La scritta in questione è apparsa a Roma su di un ponticello che tra la zona pedonale e la ferrovia del quartiere pigneto, definito più volte dalla stampa di settore come art district capitolino per eccellenza. La scritta era inoltre corredata da uno striscione con su scritto “Basta morire uccisi dal lavoro e dall’indifferenza – Comitato no morti lavoro” con quattro stelle a cinque punte. Inutile dire che già a poche ore dalla sua comparsa la scritta ha giustamente sollevato un coro di polemiche provenienti da più parti. Il sindaco Alemanno ha bollato il fatto come: “un atto infame e vergognoso” e gli uomini della Digos hanno prontamente rimosso lo scempio. In molti hanno gridato ad un’azione di stampo neo-nazista ma alla fine si è scoperto che l’autore del misfatto è uno pseudo-artista lucano di 32 anni che risponde al nome di Domenico.
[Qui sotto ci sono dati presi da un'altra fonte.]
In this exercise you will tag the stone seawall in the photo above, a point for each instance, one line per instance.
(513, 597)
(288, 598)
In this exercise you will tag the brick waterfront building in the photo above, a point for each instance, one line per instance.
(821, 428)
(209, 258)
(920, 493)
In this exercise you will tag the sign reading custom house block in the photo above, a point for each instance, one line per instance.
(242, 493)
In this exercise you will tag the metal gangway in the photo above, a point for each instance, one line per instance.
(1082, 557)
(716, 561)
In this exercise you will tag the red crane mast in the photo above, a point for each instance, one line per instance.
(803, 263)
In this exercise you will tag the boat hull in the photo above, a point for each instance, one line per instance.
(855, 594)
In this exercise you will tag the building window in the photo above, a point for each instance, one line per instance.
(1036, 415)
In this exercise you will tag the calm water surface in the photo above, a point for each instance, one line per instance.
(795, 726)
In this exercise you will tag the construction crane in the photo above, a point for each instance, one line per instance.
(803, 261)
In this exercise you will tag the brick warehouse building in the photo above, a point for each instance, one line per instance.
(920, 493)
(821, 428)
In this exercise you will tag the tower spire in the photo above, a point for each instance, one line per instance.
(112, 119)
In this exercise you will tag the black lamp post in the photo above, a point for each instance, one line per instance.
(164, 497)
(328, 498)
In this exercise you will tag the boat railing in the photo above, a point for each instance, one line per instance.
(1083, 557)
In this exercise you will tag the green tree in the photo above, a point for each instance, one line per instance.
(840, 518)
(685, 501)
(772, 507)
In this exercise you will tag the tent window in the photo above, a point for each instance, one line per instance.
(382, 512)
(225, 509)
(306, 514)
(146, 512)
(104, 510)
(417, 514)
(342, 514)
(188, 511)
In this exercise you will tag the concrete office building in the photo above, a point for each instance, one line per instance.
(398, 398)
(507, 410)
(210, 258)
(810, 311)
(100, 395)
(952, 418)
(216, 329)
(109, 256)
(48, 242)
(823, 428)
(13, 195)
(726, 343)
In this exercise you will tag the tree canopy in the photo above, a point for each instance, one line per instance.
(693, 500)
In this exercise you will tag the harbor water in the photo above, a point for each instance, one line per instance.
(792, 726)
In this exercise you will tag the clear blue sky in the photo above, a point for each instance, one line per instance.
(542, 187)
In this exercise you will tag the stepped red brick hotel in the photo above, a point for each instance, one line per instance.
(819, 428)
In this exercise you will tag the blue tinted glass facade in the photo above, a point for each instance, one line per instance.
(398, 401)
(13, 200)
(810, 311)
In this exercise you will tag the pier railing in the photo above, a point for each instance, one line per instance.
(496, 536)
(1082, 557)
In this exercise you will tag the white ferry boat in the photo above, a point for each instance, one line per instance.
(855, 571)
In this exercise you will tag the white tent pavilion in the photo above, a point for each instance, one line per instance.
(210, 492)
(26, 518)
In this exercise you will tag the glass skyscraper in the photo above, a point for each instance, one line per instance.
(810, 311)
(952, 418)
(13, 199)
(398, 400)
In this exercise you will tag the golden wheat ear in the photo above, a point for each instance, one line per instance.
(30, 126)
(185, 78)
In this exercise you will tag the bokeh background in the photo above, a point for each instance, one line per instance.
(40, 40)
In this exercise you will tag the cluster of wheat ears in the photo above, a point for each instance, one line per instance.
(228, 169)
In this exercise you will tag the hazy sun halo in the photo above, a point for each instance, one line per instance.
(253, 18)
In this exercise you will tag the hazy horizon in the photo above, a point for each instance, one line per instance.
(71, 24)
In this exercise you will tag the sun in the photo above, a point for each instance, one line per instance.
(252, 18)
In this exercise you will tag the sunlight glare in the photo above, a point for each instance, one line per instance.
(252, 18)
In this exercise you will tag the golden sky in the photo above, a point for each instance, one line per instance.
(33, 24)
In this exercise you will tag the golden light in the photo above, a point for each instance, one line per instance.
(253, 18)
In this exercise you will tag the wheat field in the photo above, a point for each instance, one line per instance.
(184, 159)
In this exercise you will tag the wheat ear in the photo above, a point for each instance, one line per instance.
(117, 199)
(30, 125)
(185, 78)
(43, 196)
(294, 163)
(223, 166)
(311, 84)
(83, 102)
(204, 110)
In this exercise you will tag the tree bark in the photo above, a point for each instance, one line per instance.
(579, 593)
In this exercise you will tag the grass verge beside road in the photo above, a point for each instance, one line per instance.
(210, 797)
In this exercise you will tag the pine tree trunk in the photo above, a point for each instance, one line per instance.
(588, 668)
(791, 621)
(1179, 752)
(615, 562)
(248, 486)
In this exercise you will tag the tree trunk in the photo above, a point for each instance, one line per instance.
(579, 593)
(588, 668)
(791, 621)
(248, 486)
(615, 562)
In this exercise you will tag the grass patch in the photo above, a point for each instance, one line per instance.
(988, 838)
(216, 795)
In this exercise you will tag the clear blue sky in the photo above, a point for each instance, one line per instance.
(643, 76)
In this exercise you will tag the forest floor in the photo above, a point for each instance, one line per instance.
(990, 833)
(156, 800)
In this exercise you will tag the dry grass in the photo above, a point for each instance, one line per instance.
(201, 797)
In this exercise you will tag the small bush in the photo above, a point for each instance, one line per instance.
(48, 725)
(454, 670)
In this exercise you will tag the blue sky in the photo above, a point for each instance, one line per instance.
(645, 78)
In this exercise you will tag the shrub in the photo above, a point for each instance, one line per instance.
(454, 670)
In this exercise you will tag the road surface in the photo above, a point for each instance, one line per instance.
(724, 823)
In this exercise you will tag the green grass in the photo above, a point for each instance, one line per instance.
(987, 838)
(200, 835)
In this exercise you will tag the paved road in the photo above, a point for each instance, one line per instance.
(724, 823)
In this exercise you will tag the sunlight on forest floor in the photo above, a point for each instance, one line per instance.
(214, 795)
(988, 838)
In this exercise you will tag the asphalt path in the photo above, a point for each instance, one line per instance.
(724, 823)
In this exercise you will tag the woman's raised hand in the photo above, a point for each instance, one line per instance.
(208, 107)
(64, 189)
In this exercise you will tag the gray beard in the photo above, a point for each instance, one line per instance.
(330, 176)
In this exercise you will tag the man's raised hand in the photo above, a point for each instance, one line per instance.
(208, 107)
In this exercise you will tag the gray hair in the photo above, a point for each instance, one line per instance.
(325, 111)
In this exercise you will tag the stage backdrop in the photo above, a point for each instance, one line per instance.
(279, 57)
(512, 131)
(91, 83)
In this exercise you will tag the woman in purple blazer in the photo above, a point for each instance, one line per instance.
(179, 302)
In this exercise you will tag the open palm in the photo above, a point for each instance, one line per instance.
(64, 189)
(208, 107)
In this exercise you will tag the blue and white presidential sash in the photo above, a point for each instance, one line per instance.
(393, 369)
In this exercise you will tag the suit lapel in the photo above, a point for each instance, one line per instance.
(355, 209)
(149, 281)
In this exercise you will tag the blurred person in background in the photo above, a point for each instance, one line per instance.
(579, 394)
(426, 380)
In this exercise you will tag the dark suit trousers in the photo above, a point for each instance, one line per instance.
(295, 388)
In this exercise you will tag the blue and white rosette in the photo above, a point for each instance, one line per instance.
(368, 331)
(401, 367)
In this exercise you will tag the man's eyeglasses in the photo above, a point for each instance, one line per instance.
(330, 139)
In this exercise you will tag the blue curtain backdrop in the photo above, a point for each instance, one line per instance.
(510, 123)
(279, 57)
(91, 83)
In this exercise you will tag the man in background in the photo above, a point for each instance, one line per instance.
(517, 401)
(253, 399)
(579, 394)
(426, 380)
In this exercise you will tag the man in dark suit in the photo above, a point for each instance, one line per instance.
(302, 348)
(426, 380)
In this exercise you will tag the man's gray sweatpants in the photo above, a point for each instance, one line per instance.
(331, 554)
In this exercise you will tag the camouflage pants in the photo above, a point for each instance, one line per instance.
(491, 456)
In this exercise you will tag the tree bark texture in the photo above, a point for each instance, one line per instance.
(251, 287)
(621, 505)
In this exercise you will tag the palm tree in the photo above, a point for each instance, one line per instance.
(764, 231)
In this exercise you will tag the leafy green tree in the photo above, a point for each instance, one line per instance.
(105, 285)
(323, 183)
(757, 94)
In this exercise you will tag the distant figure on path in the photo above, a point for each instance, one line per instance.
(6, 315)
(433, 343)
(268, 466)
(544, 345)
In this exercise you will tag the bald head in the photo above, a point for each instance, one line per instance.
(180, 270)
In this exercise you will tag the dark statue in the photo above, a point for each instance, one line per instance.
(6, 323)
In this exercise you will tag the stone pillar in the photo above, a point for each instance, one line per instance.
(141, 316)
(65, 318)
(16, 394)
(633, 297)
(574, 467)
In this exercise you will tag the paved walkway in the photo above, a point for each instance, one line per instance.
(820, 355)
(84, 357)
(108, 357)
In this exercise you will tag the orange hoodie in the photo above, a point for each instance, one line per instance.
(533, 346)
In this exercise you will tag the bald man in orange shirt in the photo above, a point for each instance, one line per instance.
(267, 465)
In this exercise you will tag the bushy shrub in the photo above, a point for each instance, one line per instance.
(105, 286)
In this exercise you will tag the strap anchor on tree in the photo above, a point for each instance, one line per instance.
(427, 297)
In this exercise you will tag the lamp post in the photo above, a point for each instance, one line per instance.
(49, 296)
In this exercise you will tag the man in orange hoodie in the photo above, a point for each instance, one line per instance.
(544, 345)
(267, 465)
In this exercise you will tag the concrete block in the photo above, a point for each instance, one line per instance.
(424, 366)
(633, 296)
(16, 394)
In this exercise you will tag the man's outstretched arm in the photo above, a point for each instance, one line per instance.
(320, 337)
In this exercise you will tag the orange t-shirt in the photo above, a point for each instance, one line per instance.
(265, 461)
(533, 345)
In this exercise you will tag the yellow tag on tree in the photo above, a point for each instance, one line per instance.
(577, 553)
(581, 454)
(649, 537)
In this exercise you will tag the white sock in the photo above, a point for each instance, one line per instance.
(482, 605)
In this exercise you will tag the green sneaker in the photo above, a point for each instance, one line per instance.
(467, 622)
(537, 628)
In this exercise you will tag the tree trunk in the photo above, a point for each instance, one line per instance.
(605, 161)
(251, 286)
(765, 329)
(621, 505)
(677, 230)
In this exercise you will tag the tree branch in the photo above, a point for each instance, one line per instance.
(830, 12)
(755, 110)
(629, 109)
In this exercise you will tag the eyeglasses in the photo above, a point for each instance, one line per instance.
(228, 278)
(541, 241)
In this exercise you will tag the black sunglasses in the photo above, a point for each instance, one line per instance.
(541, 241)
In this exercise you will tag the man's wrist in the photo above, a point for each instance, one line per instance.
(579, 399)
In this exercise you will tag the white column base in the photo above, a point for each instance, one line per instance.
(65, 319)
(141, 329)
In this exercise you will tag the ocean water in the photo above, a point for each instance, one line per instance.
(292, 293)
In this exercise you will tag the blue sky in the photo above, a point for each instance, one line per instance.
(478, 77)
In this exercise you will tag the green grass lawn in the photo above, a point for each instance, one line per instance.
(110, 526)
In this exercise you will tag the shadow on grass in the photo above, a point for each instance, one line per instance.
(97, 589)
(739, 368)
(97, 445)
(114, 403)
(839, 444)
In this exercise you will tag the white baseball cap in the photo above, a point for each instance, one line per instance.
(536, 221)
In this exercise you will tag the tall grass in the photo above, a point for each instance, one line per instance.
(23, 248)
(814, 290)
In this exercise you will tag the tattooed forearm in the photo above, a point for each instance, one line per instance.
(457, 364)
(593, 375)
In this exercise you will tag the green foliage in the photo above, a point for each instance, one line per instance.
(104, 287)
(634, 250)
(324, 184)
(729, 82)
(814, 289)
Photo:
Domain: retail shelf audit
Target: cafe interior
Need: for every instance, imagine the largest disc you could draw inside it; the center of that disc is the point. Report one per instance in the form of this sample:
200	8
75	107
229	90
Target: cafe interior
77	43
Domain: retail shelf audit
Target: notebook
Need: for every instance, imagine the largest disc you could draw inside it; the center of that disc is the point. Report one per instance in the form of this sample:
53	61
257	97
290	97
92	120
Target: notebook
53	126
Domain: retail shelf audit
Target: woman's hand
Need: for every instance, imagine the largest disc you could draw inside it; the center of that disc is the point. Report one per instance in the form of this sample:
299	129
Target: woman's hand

“Non è un’apologia dell’Olocausto, si tratta solo di una provocazione per dire che la nostra società è un enorme campo di concentramento. Sono un artista che ha voluto aprire un dibattito, non posso e non voglio essere confuso con teppisti o fanatici», ha dichiarato lo pseudo-artista Domenico al quotidiano Il Fatto, aggiungendo che lui guadagna solo 1000 euro al mese e deve sudare per pagare 350 euro di affitto. Forse al buon Domenico nessuno ha spiegato che certe questioni è meglio non tirarle in ballo, anche se oggettivate a rafforzare una valida protesta. Forse dovremmo tutti capire cos’è l’Olocausto e cosa rappresenta per il popolo ebraico dei giorni nostri. I problemi di un giovane precario che va in giro a fare l’artista non possono essere nemmeno lontanamente paragonati a quelli di chi ha patito ogni tipo di sofferenza, sia fisica che morale.